There were some early comments on drafts that we made publicly 
available that because this performance standard contains a number, it 
is really a design standard. We do not agree. The standard is the 
ability to contain a certain excess amount of solution that enters the 
process circuit as precipitation, thus preventing overflow and release 
to the environment. The standard does not specify how containment is to 
be accomplished or what design to use, only the performance that must 
be achieved. The local 100-year, 24-hour storm event is a way to 
describe the amount of precipitation that must be contained. The actual 
size of this storm event varies from location to location.
    Proposed paragraph (c)(5) would require an operator to locate, 
design, construct, operate, and reclaim waste rock, tailings, and leach 
pads to minimize infiltration and contamination of surface water and 
ground water; achieve stability; and, to the extent feasible, blend 
with pre-mining, natural topography. This proposed provision

[[Page 6439]]

expands upon existing Sec. 3809.1-3(d)(2), which requires prevention of 
UUD and adherence to applicable laws in disposing tailings, dumps, 
deleterious materials or substances, and other waste.
    Proposed paragraph (c)(6) is the stability, grading, and erosion 
control performance standard. Under proposed paragraph (c)(6)(1), an 
operator would have to grade or otherwise engineer all disturbed areas 
to a stable condition to minimize erosion and facilitate revegetation. 
This provision is a restatement of existing Sec. 3809.1-3(d)(4)(iv).
    Existing Sec. 3809.1-3(d)(3) allows disturbed areas to remain 
unreclaimed to preserve evidence of mineralization.

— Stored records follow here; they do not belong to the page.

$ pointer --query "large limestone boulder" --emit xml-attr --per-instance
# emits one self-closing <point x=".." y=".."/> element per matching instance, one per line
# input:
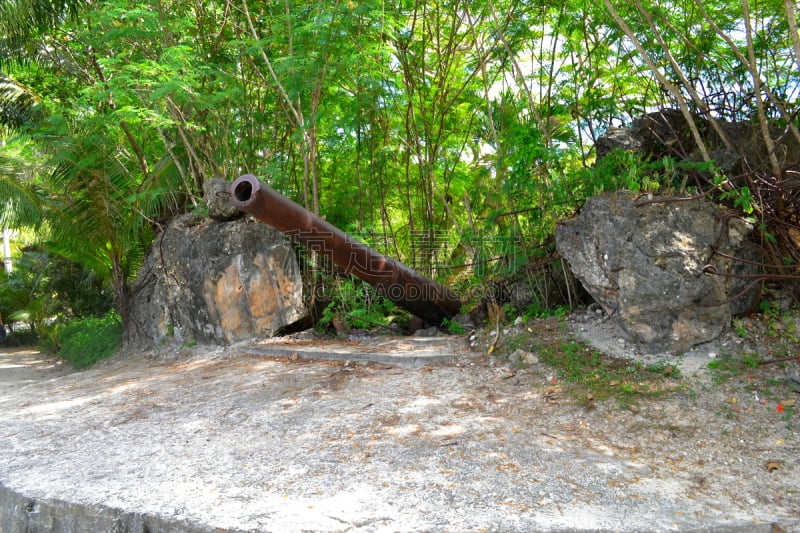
<point x="652" y="265"/>
<point x="214" y="282"/>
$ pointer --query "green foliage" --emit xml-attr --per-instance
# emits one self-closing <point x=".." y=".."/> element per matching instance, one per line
<point x="83" y="342"/>
<point x="591" y="374"/>
<point x="355" y="305"/>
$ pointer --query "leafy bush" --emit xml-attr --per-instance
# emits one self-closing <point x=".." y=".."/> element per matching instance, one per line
<point x="358" y="306"/>
<point x="83" y="342"/>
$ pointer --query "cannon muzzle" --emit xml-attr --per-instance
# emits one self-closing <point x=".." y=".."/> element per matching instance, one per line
<point x="394" y="280"/>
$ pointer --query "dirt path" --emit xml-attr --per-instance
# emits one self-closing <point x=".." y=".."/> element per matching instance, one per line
<point x="20" y="367"/>
<point x="211" y="439"/>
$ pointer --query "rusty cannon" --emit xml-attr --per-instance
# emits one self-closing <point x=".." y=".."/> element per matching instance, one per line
<point x="405" y="287"/>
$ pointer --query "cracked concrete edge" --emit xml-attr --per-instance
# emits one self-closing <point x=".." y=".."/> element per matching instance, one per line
<point x="28" y="514"/>
<point x="406" y="361"/>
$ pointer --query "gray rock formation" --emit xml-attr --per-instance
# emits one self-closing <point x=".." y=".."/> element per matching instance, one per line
<point x="214" y="282"/>
<point x="647" y="263"/>
<point x="216" y="192"/>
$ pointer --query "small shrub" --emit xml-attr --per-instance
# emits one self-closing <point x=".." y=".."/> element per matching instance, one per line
<point x="85" y="341"/>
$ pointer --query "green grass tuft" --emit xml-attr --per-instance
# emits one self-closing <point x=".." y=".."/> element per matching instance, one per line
<point x="83" y="342"/>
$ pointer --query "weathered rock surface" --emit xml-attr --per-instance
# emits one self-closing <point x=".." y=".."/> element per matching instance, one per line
<point x="216" y="193"/>
<point x="215" y="282"/>
<point x="646" y="263"/>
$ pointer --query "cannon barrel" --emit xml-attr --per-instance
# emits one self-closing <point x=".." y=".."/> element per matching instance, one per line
<point x="397" y="282"/>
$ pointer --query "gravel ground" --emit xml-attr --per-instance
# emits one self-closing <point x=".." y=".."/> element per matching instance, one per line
<point x="211" y="439"/>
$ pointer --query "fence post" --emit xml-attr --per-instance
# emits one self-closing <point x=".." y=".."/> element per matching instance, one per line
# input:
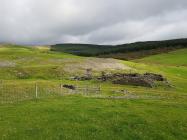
<point x="99" y="89"/>
<point x="36" y="90"/>
<point x="61" y="88"/>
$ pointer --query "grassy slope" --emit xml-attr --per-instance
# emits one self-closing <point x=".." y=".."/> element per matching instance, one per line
<point x="178" y="58"/>
<point x="124" y="51"/>
<point x="78" y="117"/>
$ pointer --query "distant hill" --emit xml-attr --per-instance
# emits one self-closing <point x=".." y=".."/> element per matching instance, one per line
<point x="124" y="51"/>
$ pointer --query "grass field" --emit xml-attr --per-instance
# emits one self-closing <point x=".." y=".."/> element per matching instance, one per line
<point x="176" y="58"/>
<point x="150" y="113"/>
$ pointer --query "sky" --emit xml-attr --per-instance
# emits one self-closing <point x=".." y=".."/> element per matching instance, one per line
<point x="91" y="21"/>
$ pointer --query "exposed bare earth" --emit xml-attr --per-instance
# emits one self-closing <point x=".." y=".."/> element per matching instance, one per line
<point x="96" y="64"/>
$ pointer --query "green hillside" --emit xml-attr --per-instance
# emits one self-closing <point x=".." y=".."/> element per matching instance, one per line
<point x="178" y="58"/>
<point x="142" y="113"/>
<point x="124" y="51"/>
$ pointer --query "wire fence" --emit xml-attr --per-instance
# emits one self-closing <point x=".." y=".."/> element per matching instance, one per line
<point x="12" y="93"/>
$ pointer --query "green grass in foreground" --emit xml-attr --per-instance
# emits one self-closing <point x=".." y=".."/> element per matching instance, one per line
<point x="83" y="118"/>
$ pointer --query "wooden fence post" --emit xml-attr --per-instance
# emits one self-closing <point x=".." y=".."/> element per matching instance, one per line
<point x="36" y="90"/>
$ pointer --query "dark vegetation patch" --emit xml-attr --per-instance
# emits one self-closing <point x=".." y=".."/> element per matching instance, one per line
<point x="124" y="51"/>
<point x="135" y="79"/>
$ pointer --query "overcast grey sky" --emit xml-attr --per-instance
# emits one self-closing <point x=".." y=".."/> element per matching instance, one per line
<point x="91" y="21"/>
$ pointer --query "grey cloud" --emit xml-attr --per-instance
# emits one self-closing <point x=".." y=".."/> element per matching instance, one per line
<point x="91" y="21"/>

Proposed paragraph 
(c)(6)(ii) would modify this provision by stating that disturbed areas 
may ``temporarily'' remain unreclaimed to preserve evidence of 
mineralization. We are proposing this change to ensure that disturbed 
areas are not left unreclaimed indefinitely. There are legitimate 
reasons that certain areas must remain open to show evidence of 
mineralization (for example, patenting). However, the operator must 
reclaim all areas for which the operator is responsible. BLM 
anticipates that the operator will describe any areas left open to 
establish mineralization in the reclamation plan, along with a time 
frame for completion of final reclamation.
    The existing regulations do not specify a performance standard for 
mine pit reclamation, stating only the reclamation measures that must 
be used ``where reasonably practicable.'' Proposed paragraph (c)(7)(i) 
would require an operator to backfill mine pits unless the operator 
demonstrates it is not feasible for economic, environmental, or safety 
reasons. The proposal would change the assumption from generally 
regarding backfilling as impractical, to one of assuming it is 
practical unless demonstrated otherwise. BLM believes that the burden 
of proof regarding the feasibility of pit backfilling should be on the 
operator to say why backfilling is not practical. The proposal would 
ensure that operators consider backfilling options for all operations.
    We do not intend the economic feasibility determination anticipated 
under the proposed pit backfilling requirement to be a detailed review 
of the project economics, such as rate of return on investment. BLM 
does not intend to determine what is a reasonable profit margin for 
mine operators. The fact that an operator could conduct complete 
backfilling and still show a profit does not automatically mean BLM 
would require backfilling. Nor does it mean that an operation which 
appears to be uneconomic, even without any backfilling, is exempt from 
performing backfilling. When considering the economic feasibility of 
pit backfilling, BLM would weigh the anticipated environmental benefits 
in relation to operational economic factors such as: whether the 
project is a single or multiple pit operation, the distance and grade 
from mine site to waste rock storage versus backfill location, the 
direct haul cost versus temporary storage and rehandling cost, and the 
reclamation costs as a function of disturbance area size.
    Proposed paragraph (c)(7)(ii) would require mitigation for pit 
areas that are not backfilled. The type of mitigation anticipated is 
not a dollar-for-dollar cost compensation (That is, for every dollar of 
backfill cost saved, one dollar must be spent on mitigation.) or 
necessarily an acre-for-acre compensation (For every acre of 
unreclaimed pit, one acre must be provided as mitigation.). Instead, 
the intent of the mitigation requirement is to insure that the impacts 
associated with not backfilling pit areas are mitigated. For example, 
if leaving a pit highwall creates a safety hazard, required mitigation 
may include erecting perimeter fencing and posting hazard signs. If the 
pit area is in critical wildlife habitat that cannot be restored unless 
backfilled, then the mitigation may require providing replacement 
habitat at another location.
    Proposed paragraphs (c)(8), (9), (10), and (11) are the performance 
standards for solid waste, fire prevention and control, maintenance and 
public safety, and protection of survey monuments respectively. We have 
carried them over from the existing regulations with minor editing. See 
Secs. 3809.2-2(c), 3809.3-4, 3809.3-5, and 3809.2-2(f) respectively.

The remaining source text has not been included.